Korst Lisa M, Gregory Kimberly D, Nicholas Lisa A, Saeb Samia, Reynen David J, Troyan Jennifer L, Greene Naomi, Fridman Moshe
Childbirth Research Associates, LLC, North Hollywood, CA, USA.
Department of Obstetrics and Gynecology, Cedars-Sinai Medical Center, Burns Allen Research Institute, Los Angeles, CA, USA.
Matern Health Neonatol Perinatol. 2021 Jan 6;7(1):3. doi: 10.1186/s40748-020-00123-1.

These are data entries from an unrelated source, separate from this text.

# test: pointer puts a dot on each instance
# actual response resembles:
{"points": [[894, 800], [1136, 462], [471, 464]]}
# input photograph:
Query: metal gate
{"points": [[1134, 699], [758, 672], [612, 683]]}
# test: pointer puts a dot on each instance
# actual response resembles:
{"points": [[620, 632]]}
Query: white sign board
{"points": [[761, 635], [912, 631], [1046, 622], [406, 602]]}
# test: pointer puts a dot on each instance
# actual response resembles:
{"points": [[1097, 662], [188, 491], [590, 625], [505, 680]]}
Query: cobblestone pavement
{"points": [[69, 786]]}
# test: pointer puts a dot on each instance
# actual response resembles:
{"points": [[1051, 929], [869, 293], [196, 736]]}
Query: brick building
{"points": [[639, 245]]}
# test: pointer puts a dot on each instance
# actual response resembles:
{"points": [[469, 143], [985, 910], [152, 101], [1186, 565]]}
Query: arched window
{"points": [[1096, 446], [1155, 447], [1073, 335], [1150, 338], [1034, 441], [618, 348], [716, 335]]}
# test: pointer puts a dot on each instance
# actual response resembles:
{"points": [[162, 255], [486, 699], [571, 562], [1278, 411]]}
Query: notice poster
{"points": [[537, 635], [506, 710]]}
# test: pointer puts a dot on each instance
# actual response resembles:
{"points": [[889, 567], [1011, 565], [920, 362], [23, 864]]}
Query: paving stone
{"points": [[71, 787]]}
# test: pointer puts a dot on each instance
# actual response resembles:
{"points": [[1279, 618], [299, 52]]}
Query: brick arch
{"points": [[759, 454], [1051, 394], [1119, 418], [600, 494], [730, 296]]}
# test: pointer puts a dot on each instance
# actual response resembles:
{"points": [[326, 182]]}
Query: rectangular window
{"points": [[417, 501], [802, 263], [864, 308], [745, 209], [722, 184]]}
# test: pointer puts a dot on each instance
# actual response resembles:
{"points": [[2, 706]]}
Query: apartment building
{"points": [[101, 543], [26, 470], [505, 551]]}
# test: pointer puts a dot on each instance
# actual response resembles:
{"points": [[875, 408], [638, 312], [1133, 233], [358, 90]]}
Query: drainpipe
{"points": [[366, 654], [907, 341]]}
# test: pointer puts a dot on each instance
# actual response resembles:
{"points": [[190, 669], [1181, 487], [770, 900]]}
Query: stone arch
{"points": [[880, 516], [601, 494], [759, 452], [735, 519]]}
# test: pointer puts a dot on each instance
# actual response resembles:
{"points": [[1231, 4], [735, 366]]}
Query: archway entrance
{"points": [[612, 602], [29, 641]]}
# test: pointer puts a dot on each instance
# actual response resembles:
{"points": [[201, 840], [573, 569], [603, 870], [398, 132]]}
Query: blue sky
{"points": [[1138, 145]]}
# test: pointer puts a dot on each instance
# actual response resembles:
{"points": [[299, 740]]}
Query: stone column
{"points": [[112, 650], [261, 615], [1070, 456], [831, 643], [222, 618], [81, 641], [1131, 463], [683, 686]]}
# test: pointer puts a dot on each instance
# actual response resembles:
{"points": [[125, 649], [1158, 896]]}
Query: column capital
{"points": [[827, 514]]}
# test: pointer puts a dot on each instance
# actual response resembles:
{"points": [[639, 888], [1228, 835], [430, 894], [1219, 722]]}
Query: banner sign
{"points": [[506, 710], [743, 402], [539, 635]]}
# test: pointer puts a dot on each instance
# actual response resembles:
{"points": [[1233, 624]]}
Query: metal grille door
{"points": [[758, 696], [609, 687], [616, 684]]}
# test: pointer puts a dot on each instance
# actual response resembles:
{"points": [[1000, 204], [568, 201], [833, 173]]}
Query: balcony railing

Current interest in using severe maternal morbidity (SMM) as a quality indicator for maternal healthcare will require the development of a standardized method for estimating hospital or regional SMM rates that includes adjustment and/or stratification for risk factors.
To perform a scoping review to identify methodological considerations and potential covariates for risk adjustment for delivery-associated SMM.
Following the guidelines for Preferred Reporting Items for Systematic Reviews and Meta-analyses Extension for Scoping Reviews, systematic searches were conducted with the entire PubMed and EMBASE electronic databases to identify publications using the key term "severe maternal morbidity."
Included studies required population-based cohort data and testing or adjustment of risk factors for SMM occurring during the delivery admission. Descriptive studies and those using surveillance-based data collection methods were excluded.
Information was extracted into a pre-defined database. Study design and eligibility, overall quality and results, SMM definitions, and patient-, hospital-, and community-level risk factors and their definitions were assessed.
Eligibility criteria were met by 81 studies. Methodological approaches were heterogeneous and study results could not be combined quantitatively because of wide variability in data sources, study designs, eligibility criteria, definitions of SMM, and risk-factor selection and definitions. Of the 180 potential risk factors identified, 41 were categorized as pre-existing conditions (e.g., chronic hypertension), 22 as obstetrical conditions (e.g., multiple gestation), 22 as intrapartum conditions (e.g., delivery route), 15 as non-clinical variables (e.g., insurance type), 58 as hospital-level variables (e.g., delivery volume), and 22 as community-level variables (e.g., neighborhood poverty).
The development of a risk adjustment strategy that will allow for SMM comparisons across hospitals or regions will require harmonization regarding: a) the standardization of the SMM definition; b) the data sources and population used; and c) the selection and definition of risk factors of interest.
当前将严重孕产妇发病率(SMM)用作孕产妇保健质量指标的关注,将需要开发一种标准化方法来估算医院或地区的SMM率,该方法包括对风险因素进行调整和/或分层。
进行一项范围综述,以确定与分娩相关的SMM风险调整的方法学考虑因素和潜在协变量。
按照系统评价和Meta分析扩展的范围综述的首选报告项目指南,使用整个PubMed和EMBASE电子数据库进行系统检索,以识别使用关键词“严重孕产妇发病率”的出版物。
纳入的研究需要基于人群的队列数据,以及对分娩入院期间发生的SMM风险因素进行测试或调整。排除描述性研究和使用基于监测的数据收集方法的研究。
信息被提取到一个预定义的数据库中。评估了研究设计和入选标准、总体质量和结果、SMM定义,以及患者、医院和社区层面的风险因素及其定义。
81项研究符合入选标准。方法学方法各不相同,由于数据源、研究设计、入选标准、SMM定义以及风险因素选择和定义存在广泛差异,研究结果无法进行定量合并。在确定的180个潜在风险因素中,41个被归类为既往疾病(如慢性高血压),22个为产科情况(如多胎妊娠),22个为产时情况(如分娩方式),15个为非临床变量(如保险类型),58个为医院层面变量(如分娩量),22个为社区层面变量(如社区贫困)。
要制定一种能够实现不同医院或地区间SMM比较的风险调整策略,需要在以下方面达成一致:a)SMM定义的标准化;b)所使用的数据源和人群;c)感兴趣的风险因素的选择和定义。